Classic Coins - Bridgeport CT Centennial Half Dollar

In 1936, the US Mint produced the Bridgeport CT Centennial Half Dollar Classic Commemorative Coin to recognize and honor the 100th anniversary of the incorporation of Bridgeport as a city.

Characteristics - size, weight, metal content, value range
Obverse - picture, description, artist
Reverse - picture, description, artist
Commentary - coin notes, mintage information, historical comments, fun facts

On May 15, 1936, the second session of the 74th Congress approved an act which became Public Law 74-596 that authorized "the coinage of 50-cent pieces in commemoration of the one-hundredth anniversary of the incorporation of Bridgeport, Connecticut, as a city."

The law began, "That in commemoration of the one hundredth anniversary of the incorporation of the city of Bridgeport, Connecticut, there shall be coined at a mint of the United States to be designated by the Director of the Mint not less than twenty-five thousand silver 50-cent pieces of standard size, weight, and composition and of a special appropriate single design to be fixed by the Director of the Mint, with the approval of the Secretary of the Treasury, but the United States shall not be subject to the expense of making the necessary dies and other preparations for this coinage.

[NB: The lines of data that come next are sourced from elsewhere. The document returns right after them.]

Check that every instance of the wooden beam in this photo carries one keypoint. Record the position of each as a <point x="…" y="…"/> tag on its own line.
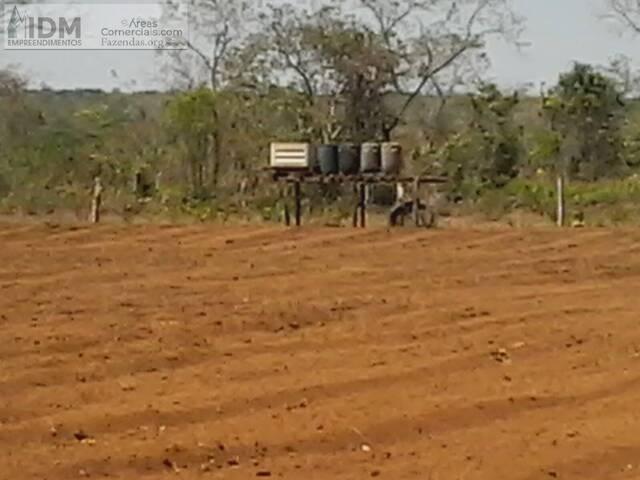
<point x="561" y="201"/>
<point x="298" y="200"/>
<point x="96" y="201"/>
<point x="363" y="204"/>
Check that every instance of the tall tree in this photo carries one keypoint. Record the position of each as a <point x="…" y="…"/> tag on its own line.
<point x="363" y="51"/>
<point x="218" y="28"/>
<point x="584" y="109"/>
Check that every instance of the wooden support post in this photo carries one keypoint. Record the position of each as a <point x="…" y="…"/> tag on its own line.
<point x="96" y="201"/>
<point x="561" y="201"/>
<point x="287" y="215"/>
<point x="363" y="204"/>
<point x="356" y="210"/>
<point x="416" y="202"/>
<point x="298" y="201"/>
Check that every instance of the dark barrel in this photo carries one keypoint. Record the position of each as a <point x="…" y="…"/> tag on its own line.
<point x="328" y="159"/>
<point x="349" y="158"/>
<point x="370" y="158"/>
<point x="391" y="158"/>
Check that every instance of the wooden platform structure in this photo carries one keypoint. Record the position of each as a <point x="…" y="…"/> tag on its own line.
<point x="360" y="181"/>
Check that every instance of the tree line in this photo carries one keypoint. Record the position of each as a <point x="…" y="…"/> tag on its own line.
<point x="327" y="71"/>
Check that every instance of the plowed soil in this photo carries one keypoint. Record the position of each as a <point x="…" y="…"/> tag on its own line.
<point x="238" y="353"/>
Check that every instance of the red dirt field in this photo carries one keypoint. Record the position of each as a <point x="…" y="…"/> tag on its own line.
<point x="237" y="353"/>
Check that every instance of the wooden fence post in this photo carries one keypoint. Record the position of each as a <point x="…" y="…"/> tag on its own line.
<point x="561" y="201"/>
<point x="96" y="201"/>
<point x="298" y="200"/>
<point x="363" y="204"/>
<point x="416" y="202"/>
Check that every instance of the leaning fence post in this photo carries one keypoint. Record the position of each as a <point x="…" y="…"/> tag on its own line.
<point x="96" y="200"/>
<point x="561" y="201"/>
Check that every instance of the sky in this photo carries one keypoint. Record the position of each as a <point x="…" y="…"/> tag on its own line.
<point x="558" y="33"/>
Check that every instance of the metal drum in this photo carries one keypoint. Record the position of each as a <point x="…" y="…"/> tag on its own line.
<point x="327" y="156"/>
<point x="349" y="158"/>
<point x="391" y="158"/>
<point x="370" y="160"/>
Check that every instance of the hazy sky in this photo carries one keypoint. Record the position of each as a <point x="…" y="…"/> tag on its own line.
<point x="558" y="32"/>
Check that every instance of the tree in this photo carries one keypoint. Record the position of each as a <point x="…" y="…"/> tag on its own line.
<point x="192" y="121"/>
<point x="584" y="110"/>
<point x="498" y="137"/>
<point x="363" y="52"/>
<point x="218" y="30"/>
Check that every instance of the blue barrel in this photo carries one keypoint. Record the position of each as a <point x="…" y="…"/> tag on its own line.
<point x="370" y="159"/>
<point x="349" y="158"/>
<point x="328" y="159"/>
<point x="391" y="157"/>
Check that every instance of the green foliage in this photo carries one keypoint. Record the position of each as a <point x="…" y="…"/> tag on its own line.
<point x="192" y="119"/>
<point x="583" y="111"/>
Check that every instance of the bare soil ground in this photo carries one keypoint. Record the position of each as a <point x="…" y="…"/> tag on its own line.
<point x="196" y="352"/>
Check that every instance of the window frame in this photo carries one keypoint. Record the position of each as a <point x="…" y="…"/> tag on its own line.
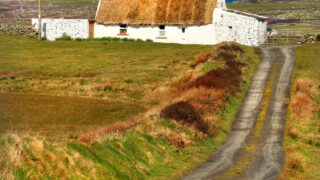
<point x="162" y="32"/>
<point x="123" y="30"/>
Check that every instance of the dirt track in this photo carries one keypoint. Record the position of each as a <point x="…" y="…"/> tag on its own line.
<point x="268" y="159"/>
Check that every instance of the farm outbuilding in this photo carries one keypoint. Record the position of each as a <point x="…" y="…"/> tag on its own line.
<point x="168" y="21"/>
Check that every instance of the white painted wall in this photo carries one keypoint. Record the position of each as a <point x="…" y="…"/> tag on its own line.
<point x="226" y="26"/>
<point x="55" y="28"/>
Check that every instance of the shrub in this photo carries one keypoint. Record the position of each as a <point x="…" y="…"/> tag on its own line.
<point x="303" y="86"/>
<point x="301" y="106"/>
<point x="318" y="38"/>
<point x="296" y="163"/>
<point x="64" y="37"/>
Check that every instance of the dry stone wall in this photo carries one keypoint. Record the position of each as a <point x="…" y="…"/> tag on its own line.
<point x="243" y="29"/>
<point x="56" y="28"/>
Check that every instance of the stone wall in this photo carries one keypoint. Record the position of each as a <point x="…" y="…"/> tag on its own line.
<point x="17" y="29"/>
<point x="56" y="28"/>
<point x="241" y="28"/>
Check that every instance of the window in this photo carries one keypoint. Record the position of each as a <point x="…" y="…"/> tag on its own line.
<point x="162" y="32"/>
<point x="123" y="30"/>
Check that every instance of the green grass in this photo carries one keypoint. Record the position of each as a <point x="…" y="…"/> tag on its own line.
<point x="129" y="155"/>
<point x="307" y="144"/>
<point x="98" y="82"/>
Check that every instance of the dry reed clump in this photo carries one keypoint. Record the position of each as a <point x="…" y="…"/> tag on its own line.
<point x="118" y="127"/>
<point x="201" y="58"/>
<point x="296" y="163"/>
<point x="293" y="132"/>
<point x="200" y="99"/>
<point x="184" y="112"/>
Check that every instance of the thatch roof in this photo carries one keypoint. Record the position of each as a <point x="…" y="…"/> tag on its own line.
<point x="156" y="12"/>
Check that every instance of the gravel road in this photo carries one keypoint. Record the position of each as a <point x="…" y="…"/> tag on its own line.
<point x="268" y="160"/>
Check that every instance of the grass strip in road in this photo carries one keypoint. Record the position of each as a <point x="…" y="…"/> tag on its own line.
<point x="250" y="149"/>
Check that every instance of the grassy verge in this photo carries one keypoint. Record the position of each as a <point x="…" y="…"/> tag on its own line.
<point x="282" y="10"/>
<point x="156" y="148"/>
<point x="302" y="137"/>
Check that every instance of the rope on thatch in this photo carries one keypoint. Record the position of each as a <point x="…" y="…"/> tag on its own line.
<point x="156" y="12"/>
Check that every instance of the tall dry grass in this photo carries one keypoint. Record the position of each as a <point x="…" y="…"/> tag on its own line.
<point x="118" y="127"/>
<point x="201" y="99"/>
<point x="302" y="103"/>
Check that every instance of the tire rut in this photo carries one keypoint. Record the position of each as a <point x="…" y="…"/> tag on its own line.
<point x="245" y="121"/>
<point x="268" y="160"/>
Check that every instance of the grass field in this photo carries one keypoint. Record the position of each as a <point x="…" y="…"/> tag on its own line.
<point x="302" y="140"/>
<point x="281" y="10"/>
<point x="43" y="83"/>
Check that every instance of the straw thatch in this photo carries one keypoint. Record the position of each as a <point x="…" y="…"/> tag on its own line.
<point x="156" y="12"/>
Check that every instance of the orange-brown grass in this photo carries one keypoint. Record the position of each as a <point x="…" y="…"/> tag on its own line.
<point x="303" y="86"/>
<point x="293" y="132"/>
<point x="296" y="163"/>
<point x="104" y="131"/>
<point x="301" y="106"/>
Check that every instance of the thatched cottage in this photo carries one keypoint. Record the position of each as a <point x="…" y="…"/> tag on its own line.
<point x="178" y="21"/>
<point x="167" y="21"/>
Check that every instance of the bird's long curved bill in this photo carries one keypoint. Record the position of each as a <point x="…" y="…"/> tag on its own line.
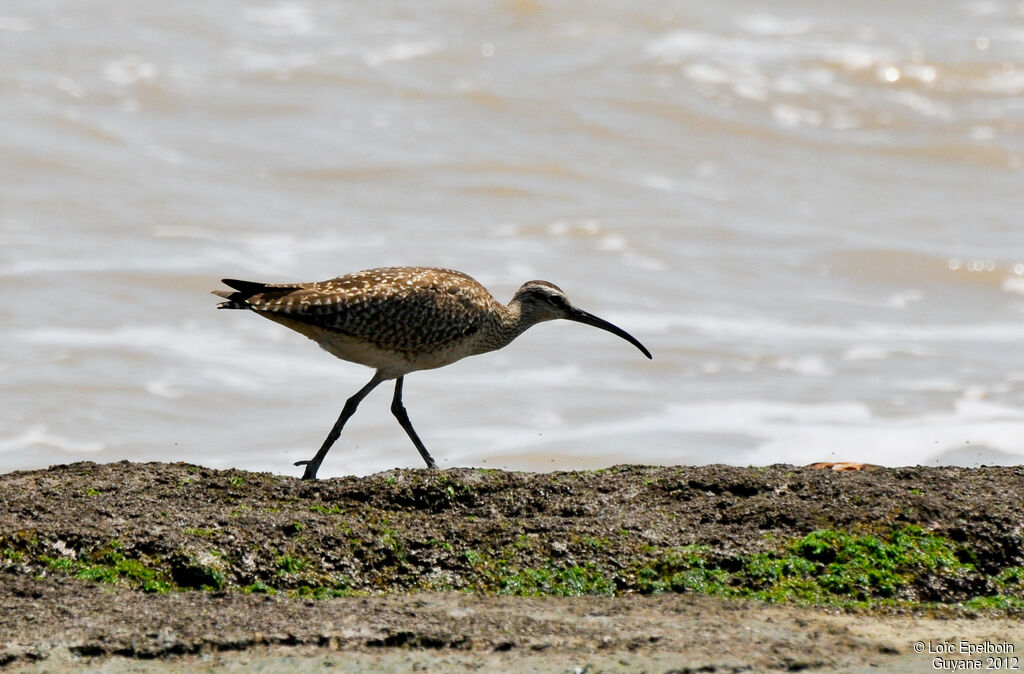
<point x="589" y="319"/>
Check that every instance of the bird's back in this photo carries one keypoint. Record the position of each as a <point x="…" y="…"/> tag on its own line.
<point x="401" y="313"/>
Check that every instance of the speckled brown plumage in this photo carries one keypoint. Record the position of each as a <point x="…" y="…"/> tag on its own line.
<point x="400" y="320"/>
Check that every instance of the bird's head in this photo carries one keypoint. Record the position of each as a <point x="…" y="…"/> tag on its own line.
<point x="540" y="300"/>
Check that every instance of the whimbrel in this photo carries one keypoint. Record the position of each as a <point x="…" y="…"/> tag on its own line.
<point x="400" y="320"/>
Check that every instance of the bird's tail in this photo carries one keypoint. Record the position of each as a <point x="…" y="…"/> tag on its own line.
<point x="239" y="298"/>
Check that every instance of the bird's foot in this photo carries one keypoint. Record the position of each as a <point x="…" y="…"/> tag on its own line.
<point x="310" y="472"/>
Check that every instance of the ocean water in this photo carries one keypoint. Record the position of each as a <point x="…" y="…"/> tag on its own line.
<point x="811" y="215"/>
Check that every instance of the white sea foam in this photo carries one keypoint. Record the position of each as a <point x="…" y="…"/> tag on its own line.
<point x="39" y="437"/>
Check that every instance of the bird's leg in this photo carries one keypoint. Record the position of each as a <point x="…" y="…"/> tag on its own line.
<point x="313" y="464"/>
<point x="398" y="410"/>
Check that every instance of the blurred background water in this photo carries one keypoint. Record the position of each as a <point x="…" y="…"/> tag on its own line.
<point x="810" y="213"/>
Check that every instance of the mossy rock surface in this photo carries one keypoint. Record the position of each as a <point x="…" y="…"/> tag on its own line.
<point x="903" y="537"/>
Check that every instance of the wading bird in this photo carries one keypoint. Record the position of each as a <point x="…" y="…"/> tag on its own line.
<point x="400" y="320"/>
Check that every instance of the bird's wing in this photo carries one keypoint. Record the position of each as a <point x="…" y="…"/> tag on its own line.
<point x="397" y="308"/>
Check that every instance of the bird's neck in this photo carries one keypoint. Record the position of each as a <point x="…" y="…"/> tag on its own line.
<point x="507" y="323"/>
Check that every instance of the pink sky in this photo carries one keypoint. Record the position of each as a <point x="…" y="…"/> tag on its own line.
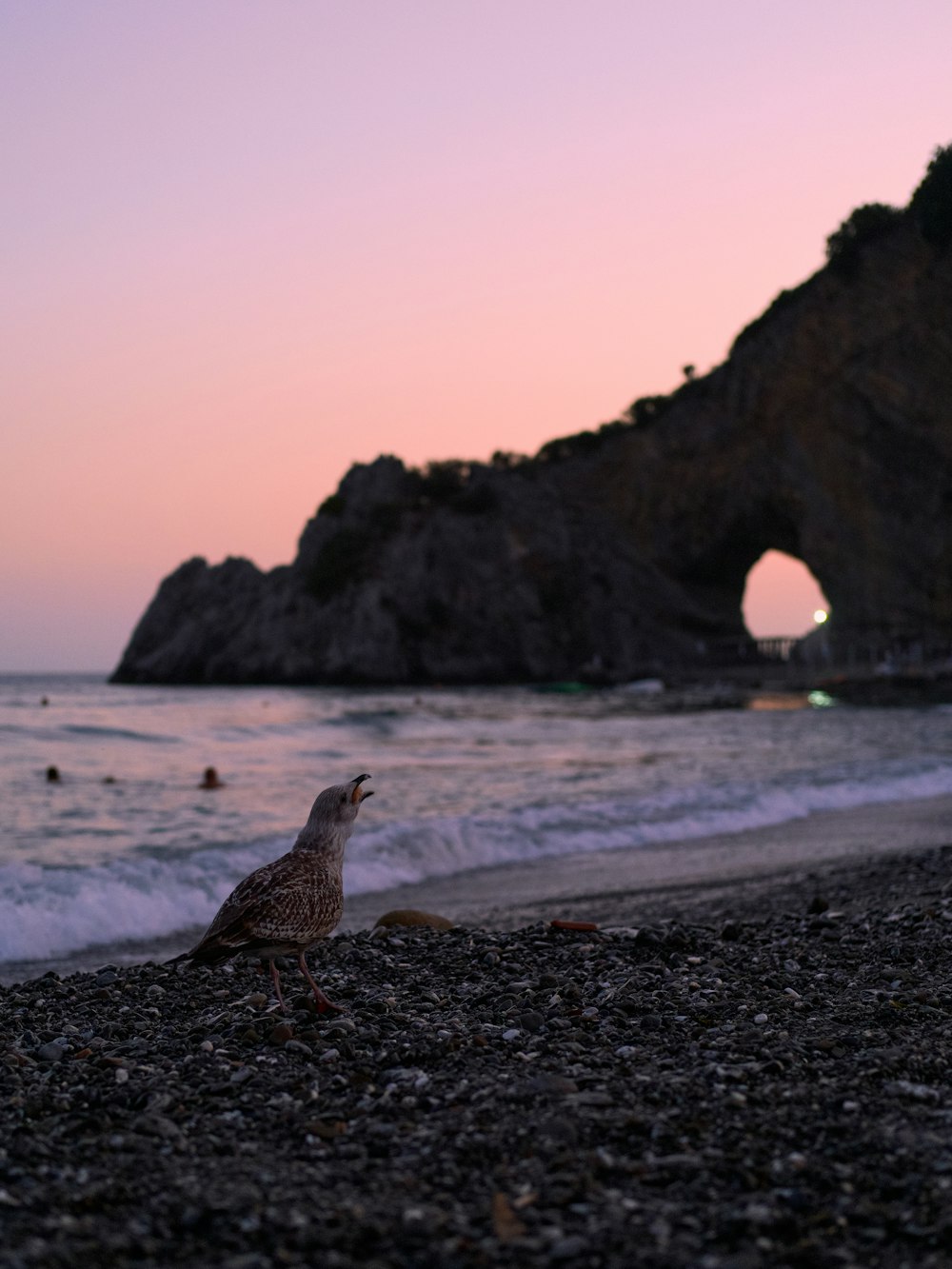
<point x="247" y="244"/>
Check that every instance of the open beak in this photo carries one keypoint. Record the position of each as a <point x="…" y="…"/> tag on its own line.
<point x="360" y="795"/>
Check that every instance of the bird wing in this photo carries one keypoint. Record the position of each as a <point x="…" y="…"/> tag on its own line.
<point x="251" y="913"/>
<point x="286" y="902"/>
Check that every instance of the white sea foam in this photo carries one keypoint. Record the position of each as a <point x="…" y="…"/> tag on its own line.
<point x="48" y="911"/>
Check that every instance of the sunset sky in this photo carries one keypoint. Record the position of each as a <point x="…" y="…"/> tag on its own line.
<point x="247" y="244"/>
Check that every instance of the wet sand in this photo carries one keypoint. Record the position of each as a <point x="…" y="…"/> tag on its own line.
<point x="621" y="886"/>
<point x="762" y="1084"/>
<point x="612" y="887"/>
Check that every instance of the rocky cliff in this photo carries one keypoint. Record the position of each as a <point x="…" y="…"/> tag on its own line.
<point x="826" y="434"/>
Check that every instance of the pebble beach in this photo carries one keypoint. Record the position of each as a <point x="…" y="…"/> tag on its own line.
<point x="733" y="1077"/>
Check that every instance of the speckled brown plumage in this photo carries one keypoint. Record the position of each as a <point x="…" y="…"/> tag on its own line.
<point x="285" y="907"/>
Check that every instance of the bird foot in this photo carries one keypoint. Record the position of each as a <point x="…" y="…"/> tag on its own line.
<point x="326" y="1005"/>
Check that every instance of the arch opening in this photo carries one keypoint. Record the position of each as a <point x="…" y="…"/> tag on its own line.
<point x="783" y="598"/>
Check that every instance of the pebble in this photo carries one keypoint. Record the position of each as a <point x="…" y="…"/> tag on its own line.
<point x="529" y="1097"/>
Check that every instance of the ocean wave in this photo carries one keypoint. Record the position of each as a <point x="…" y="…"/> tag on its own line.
<point x="49" y="911"/>
<point x="86" y="730"/>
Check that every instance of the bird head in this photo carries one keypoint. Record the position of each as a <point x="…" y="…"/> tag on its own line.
<point x="331" y="819"/>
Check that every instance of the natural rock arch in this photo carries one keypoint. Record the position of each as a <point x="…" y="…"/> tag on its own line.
<point x="617" y="553"/>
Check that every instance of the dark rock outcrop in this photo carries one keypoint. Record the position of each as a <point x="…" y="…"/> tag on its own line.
<point x="609" y="555"/>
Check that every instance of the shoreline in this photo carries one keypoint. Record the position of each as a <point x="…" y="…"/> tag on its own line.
<point x="609" y="887"/>
<point x="762" y="1081"/>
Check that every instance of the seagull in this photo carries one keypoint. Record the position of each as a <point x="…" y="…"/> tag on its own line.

"SEC. 2. The coins herein authorized shall bear the date 1936, irrespective of the year in which they are minted or issued, shall be legal tender in any payment to the amount of their face value, and shall be issued only upon the request of the Bridgeport Centennial, Incorporated, Bridgeport, Connecticut, upon payment by it of the par value of such coins. Such coins may be disposed of at par or at a premium by such Bridgeport Centennial, Incorporated, and the net proceeds shall be used by it in defraying the expenses incidental and appropriate to the commemoration of such event."

The law continues in Section 3 stating that all laws already in place applying to coinage shall also apply to these coins.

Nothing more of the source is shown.